With regards to the first point, indeed API 617 has a bullet point with RH. However, I have never seen it filled by the vendor or customer in any project even if the gas is WET.
 
rotw and george,

I want to really thank you for your time responding to my basic questions on corrosion, etc.

I just want to end this thread with one clarification regarding the usage of WET vs DRY gas. I have done a lot of research today about the subject and everything you have mentioned makes a lot of sense now. However, the only thing that is still confusing me is the definition of Wet gas being a gas with Methane being less than 85% and heavy hydrocarbons constituting more than 15% of the gas composition since these compounds (i.e. propane, butane, etc.) can easily turn into liquids in the gas stream. Please clarify when is the phrase WET indicates water presence and when it indicates heavy hydrocarbons (ethane and higher).

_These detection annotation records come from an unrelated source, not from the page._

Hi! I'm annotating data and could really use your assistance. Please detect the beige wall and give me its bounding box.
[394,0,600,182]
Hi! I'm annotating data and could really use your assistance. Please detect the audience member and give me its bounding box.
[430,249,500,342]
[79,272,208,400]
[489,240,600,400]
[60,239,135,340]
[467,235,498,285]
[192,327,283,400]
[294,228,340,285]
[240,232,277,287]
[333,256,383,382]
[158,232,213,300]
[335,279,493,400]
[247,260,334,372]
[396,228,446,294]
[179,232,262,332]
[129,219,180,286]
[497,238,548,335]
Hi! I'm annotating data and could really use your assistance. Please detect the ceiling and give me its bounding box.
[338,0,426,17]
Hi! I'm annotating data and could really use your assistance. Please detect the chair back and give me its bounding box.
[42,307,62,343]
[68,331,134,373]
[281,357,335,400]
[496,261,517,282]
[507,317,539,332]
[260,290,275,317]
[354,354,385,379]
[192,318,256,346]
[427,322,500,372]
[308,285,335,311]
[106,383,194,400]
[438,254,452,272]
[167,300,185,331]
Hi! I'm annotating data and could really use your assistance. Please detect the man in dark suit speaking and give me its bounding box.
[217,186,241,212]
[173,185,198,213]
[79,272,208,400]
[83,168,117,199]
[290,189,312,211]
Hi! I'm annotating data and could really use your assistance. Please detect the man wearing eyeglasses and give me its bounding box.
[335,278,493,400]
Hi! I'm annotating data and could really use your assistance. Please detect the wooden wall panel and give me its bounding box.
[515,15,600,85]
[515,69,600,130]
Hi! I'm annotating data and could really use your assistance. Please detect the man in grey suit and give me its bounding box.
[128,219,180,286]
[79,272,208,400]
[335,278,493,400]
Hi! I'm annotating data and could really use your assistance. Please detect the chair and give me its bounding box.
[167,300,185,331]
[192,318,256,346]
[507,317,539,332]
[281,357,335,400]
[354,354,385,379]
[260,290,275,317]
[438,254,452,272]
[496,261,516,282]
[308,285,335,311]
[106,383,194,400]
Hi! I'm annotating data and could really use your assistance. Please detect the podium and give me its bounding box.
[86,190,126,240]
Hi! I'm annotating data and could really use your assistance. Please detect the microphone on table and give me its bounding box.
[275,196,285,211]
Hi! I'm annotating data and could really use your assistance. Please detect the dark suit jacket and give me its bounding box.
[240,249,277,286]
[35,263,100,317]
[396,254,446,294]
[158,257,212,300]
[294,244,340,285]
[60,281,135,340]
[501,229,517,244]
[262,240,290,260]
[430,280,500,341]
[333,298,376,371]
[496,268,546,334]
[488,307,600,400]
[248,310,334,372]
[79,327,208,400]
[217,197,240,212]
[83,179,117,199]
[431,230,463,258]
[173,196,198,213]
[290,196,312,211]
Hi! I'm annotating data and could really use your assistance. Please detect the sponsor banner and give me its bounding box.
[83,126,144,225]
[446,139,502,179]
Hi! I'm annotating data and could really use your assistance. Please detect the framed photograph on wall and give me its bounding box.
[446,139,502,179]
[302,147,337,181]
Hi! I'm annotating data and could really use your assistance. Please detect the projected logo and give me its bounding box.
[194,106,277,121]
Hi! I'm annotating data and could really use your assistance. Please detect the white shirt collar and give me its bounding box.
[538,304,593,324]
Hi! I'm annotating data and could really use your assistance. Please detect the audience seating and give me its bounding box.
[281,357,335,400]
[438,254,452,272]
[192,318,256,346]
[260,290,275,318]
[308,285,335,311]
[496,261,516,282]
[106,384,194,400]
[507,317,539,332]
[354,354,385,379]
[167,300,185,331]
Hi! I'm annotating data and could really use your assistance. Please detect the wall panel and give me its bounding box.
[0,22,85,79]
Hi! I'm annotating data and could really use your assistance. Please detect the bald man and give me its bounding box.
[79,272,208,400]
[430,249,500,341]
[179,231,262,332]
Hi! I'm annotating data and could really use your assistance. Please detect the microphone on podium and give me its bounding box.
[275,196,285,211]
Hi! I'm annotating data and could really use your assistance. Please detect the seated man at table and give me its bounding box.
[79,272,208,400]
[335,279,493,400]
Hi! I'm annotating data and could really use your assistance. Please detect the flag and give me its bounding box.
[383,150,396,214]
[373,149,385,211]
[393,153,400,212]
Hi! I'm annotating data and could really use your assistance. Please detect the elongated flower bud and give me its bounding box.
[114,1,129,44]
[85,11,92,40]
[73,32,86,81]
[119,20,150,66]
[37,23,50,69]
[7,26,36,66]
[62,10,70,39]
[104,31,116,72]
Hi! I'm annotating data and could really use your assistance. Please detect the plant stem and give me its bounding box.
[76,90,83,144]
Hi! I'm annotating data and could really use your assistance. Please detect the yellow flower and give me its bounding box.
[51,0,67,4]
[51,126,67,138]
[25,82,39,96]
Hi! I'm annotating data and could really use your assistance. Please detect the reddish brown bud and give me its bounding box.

Below link has the definitions I am highlighting:

(PAGE 61 OF 101)
 
A gas is water wet when its operating temp is lower than the water dewpoint temp at a given reference pressure. To be safe, given that water content estimates can be prone to some errors when there is H2S, CO2 and/ or high pressure, I would add a margin of safety to the dewpoint temp. ie if the calculated water dewpoint temp of a sour gas is stated to be say 10degC, I would keep some 2-3degC away from this to avoid water dropping out. ie I wouldnt have this gas temp at temp <12-13degC.

Also, the compressor case, during extended pressurised shutdown, can reach min ambient temp, which may be lower than water dewpoint temp. I remember one case where a compressor vendor insisted that pressurised shutdown for a compressor in a similar gas, should only be a for a limited duration, to avoid corrosion concerns resulting from cool down to ambient while pressurised. Beyond this duration, we had to implement auto blowdown of the entire compression train in order to maintain the requested design life for this compressor.